The U.S. Department of Agriculture has generated and accumulated data on the nutritional composition of grains and produce since well before WWII, and the data is all publicly available. If you compare the nutritional contents of various farm products from 1950, you will notice the major vitamins and minerals were present at about twice the concentration as they were for similar food items in the year 2000.

There's not much to argue about with this observation. Look a the data and you can easily see for yourself that the nutritional composition of commercially grown food is one-half now compared to what it was fifty years ago.

My explanation for this is simple, and it may even be accurate. Traditional farming practices were quickly abandoned after World War II when cheap nitrogen, phosphorus and potassium (NPK) fertilizers became available due to surplus chemical factory capacity after the national need to produce high explosives abated. Industry switched from making chemicals for bombs to making chemicals for fertilizers.

Although NPK fertilizers are very good for growing plants, they do nothing to replenish other chemical and elemental components of soil that are very good for human health.

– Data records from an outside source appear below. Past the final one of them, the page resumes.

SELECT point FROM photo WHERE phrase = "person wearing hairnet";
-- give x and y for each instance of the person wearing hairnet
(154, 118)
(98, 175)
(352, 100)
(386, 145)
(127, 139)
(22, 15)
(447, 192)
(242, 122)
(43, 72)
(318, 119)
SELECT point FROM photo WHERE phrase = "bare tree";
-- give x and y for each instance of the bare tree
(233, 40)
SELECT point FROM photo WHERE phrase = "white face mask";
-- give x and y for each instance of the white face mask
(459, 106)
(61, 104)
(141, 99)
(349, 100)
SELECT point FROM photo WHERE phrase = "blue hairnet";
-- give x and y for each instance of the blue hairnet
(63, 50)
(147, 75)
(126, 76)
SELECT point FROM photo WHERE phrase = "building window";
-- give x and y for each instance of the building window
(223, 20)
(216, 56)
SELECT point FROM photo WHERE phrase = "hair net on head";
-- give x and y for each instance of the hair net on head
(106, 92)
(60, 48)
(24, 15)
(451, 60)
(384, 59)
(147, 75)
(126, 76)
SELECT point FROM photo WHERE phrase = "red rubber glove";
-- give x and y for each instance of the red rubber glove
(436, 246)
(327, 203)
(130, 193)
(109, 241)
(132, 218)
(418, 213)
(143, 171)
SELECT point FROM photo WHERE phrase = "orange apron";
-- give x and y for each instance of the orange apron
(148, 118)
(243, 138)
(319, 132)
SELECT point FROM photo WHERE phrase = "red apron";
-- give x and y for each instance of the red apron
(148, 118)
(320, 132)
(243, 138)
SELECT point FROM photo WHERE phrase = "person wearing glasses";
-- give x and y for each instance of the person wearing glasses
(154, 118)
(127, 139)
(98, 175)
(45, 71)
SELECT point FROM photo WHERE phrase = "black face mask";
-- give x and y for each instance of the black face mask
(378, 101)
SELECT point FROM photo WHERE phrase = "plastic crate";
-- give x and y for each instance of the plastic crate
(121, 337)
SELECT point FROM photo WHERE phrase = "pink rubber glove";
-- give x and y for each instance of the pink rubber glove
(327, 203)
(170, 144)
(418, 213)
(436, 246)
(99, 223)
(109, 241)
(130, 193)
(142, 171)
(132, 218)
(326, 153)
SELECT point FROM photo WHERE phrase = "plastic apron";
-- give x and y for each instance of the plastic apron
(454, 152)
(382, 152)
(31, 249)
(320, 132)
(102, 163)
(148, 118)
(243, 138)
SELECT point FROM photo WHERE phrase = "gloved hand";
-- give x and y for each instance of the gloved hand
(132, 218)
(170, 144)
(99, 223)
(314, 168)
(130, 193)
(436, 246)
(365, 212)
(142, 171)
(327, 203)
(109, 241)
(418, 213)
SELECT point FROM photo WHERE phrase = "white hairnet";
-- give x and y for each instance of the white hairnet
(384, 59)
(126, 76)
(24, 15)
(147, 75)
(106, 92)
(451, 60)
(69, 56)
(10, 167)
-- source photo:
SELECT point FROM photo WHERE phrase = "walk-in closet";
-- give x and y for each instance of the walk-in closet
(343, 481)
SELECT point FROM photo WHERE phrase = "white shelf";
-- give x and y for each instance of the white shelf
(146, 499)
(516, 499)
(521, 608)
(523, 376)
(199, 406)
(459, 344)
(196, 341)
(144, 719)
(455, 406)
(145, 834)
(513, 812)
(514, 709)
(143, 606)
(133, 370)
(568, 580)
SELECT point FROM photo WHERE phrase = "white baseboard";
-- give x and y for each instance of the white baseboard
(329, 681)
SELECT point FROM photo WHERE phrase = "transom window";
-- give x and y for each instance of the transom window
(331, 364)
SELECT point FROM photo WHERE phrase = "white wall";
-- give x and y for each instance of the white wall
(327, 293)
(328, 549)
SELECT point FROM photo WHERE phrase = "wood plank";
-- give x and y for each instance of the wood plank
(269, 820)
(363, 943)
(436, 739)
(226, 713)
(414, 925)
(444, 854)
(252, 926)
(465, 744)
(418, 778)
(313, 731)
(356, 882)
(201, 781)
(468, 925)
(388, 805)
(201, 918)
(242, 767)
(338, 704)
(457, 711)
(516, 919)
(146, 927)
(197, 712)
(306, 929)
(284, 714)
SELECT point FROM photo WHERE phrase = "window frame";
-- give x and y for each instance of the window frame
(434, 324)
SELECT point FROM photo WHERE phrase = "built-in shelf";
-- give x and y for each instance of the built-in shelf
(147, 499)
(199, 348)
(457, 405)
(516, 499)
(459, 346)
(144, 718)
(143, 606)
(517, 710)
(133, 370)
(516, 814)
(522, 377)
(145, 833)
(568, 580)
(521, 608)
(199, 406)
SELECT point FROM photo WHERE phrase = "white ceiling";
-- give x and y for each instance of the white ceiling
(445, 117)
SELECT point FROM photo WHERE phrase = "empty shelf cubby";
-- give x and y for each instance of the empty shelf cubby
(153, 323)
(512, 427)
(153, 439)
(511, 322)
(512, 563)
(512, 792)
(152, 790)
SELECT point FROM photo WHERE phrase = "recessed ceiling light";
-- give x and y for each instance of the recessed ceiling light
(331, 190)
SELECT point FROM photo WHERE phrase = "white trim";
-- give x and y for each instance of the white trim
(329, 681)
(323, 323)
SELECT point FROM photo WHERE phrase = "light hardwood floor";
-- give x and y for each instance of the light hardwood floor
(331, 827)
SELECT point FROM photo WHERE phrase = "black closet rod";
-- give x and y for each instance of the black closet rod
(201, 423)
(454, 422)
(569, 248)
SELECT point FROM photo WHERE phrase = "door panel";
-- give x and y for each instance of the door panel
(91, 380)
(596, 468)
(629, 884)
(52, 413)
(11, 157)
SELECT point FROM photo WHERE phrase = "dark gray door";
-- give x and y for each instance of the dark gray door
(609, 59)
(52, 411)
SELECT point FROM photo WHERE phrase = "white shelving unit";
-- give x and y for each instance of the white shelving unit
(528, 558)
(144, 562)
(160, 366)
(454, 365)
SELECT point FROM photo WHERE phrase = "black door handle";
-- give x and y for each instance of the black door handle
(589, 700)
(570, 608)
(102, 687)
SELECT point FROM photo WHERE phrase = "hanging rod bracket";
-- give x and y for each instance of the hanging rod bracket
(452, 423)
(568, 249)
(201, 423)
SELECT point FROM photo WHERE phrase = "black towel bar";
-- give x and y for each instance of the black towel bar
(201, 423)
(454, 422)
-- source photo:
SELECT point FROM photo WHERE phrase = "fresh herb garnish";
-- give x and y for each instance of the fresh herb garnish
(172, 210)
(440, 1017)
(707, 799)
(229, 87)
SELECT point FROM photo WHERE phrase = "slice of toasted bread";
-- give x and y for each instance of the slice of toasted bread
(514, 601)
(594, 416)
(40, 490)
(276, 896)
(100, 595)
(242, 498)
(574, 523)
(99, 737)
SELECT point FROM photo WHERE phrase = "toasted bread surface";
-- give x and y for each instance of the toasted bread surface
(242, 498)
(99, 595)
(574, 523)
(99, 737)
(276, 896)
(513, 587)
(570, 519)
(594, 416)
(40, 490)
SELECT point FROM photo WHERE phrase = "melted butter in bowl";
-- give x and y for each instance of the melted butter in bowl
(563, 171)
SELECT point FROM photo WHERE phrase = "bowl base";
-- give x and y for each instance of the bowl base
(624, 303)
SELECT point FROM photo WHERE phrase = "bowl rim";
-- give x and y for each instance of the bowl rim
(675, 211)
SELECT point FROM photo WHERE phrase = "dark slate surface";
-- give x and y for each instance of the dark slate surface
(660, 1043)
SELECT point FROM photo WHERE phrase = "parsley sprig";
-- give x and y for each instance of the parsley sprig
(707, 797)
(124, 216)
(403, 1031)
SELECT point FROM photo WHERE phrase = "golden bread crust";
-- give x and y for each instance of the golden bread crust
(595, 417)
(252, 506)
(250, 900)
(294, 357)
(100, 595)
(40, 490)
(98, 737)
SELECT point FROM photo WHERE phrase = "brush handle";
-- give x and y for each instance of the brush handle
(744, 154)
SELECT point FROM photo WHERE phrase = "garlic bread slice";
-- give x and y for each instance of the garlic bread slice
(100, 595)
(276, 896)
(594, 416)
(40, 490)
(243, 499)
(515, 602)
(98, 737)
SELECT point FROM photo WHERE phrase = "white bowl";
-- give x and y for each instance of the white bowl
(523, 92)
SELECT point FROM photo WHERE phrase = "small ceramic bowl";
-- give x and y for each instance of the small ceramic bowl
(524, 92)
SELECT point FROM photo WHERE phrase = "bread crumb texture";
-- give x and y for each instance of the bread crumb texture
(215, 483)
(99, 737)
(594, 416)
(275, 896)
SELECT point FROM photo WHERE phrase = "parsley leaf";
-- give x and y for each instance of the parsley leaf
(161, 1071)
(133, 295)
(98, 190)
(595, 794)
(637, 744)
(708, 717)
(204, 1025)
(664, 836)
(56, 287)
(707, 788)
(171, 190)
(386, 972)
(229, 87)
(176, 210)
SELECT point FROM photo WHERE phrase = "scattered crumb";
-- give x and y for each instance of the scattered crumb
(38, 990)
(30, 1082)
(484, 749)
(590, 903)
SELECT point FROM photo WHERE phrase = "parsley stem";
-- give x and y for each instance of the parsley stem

Every growing season the crops sucked iron, calcium, chromium, selenium, and magnesium out of the soil, and no thought was given to replacing these and other minerals.

Elemental minerals, however, are the essential building blocks for the more complex vitamin compounds. In the right conditional and with the right minerals present in the soil, plants produce an abundance of chemical compounds that are good for people to eat, but don't seem to be necessary for the plant's own survival. If the basic elements needed for producing a certain vitamin are lacking in the soil, the plant simply does not produce as much of that vitamin.

The plant itself does not seem to suffer from these mineral shortages.

There seems to be some vague sense which nags us that there's something not quite right about the food supply, when we stop long enough to think about it. The organic food movement is a symptom of this foreboding, but I think they threw out the baby with the bathwater when "organic" is defined to exclude NPK fertilizers.

Doing that makes organic foods much more expensive without making it more safe or more nutritious. Nitrogen, phosphorus and potassium are about as natural as it gets.